La colère monte dans les aéroports des États-Unis, alors que les républicains de la Chambre des représentants ont rejeté un accord bipartisan du Sénat leur permettant de financer temporairement le ministère de la Sécurité intérieure (DHS). Au lieu de cela, ils ont adopté leur propre projet de loi, prolongeant ainsi un bras de fer budgétaire qui perturbe le fonctionnement de ces infrastructures depuis plusieurs semaines.
Ce projet de loi, approuvé par 213 voix contre 203, vise à financer le DHS pour huit semaines. Les républicains se sont opposés à l’accord sénatorial qui n’incluait pas de fonds pour la Police de l'immigration (ICE) et la Patrouille des frontières.
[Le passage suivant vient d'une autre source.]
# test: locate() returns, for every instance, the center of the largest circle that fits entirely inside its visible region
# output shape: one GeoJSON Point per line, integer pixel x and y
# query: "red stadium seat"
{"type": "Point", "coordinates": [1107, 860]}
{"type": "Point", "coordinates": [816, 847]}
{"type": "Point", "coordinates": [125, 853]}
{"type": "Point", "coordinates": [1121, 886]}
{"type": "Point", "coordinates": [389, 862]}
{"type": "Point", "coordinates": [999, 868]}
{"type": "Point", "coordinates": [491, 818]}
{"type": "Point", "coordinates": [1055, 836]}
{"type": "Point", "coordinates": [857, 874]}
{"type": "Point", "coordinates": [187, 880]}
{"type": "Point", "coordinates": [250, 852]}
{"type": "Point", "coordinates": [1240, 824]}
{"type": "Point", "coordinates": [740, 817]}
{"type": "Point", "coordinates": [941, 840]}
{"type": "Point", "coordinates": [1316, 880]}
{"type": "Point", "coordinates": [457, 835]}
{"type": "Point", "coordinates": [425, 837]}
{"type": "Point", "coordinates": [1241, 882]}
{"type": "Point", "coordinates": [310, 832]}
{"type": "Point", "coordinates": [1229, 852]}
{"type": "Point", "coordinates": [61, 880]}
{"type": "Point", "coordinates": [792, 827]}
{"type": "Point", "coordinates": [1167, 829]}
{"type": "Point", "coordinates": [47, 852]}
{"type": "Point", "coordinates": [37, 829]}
Cette situation a contraint des milliers d’agents de sécurité à travailler sans rémunération depuis la mi-février, poussant la Maison Blanche à intervenir, sans préciser de quelle manière les salaires seraient débloqués.
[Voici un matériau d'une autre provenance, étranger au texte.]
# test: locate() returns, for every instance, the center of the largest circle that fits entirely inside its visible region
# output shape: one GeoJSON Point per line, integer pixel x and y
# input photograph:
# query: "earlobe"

Le sénateur Chuck Schumer, chef de la minorité démocrate, a fustigé le texte républicain, le qualifiant de « mort-né » au Sénat, affirmant que les démocrates étaient prêts à financer des opérations essentielles du DHS, mais qu’ils résisteraient à offrir un chèque en blanc à ce qu’il considère comme une « milice migratoire » de l’ère Trump.
Le président de la Chambre, Mike Johnson, a qualifié le projet de loi sénatorial de « blague » et a promis une alternative visant à financer intégralement le personnel de l'Agence de sécurité dans les Transports (TSA) et les agents de l'immigration.
La Maison Blanche a tour à tour reporté la responsabilité sur les démocrates, demandant au ministre de la Sécurité intérieure de rechercher des fonds budgétés pour payer le personnel de la TSA. Dans une note publiée, elle a averti que « le système de transport aérien américain a atteint son point de rupture » et a noté qu’environ 500 agents de la TSA avaient démissionné en raison de retards de paiement.
Selon le ministère, des salaires pourraient être versés à partir de lundi, mais le climat de mécontentement persiste. Cette crise a débuté en février, à la suite de débats houleux autour des pratiques d’ICE, très controversées, provoquant des attentes anormalement longues dans les aéroports.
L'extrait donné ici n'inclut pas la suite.